Revisiting the Softmax Bellman Operator: New Benefits and New Perspective

TL;DR

This paper revisits the softmax Bellman operator in reinforcement learning, revealing its convergence properties, potential to reduce overestimation errors, and its surprising practical benefits over traditional methods.

Contribution

It provides new theoretical insights into the softmax Bellman operator, including convergence bounds and error reduction, explaining its empirical success in deep Q-learning.

Findings

Softmax Bellman operator converges exponentially fast to the standard Bellman operator.

It can bound the distance of its Q-function from the optimal Q-function.

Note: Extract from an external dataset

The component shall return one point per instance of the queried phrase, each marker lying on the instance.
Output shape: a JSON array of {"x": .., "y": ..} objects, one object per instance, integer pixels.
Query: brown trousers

The operator reduces overestimation errors, improving policy performance.

Abstract

The impact of softmax on the value function itself in reinforcement learning (RL) is often viewed as problematic because it leads to sub-optimal value (or Q) functions and interferes with the contraction properties of the Bellman operator. Surprisingly, despite these concerns, and independent of its effect on exploration, the softmax Bellman operator when combined with Deep Q-learning, leads to Q-functions with superior policies in practice, even outperforming its double Q-learning counterpart. To better understand how and why this occurs, we revisit theoretical properties of the softmax Bellman operator, and prove that $(i)$ it converges to the standard Bellman operator exponentially fast in the inverse temperature parameter, and $(ii)$ the distance of its Q function from the optimal one can be bounded. These alone do not explain its superior performance, so we also show that the softmax operator can reduce the overestimation error, which may give some insight into why a sub-optimal operator leads to better performance in the presence of value function approximation. A comparison among different Bellman operators is then presented, showing the trade-offs when selecting them.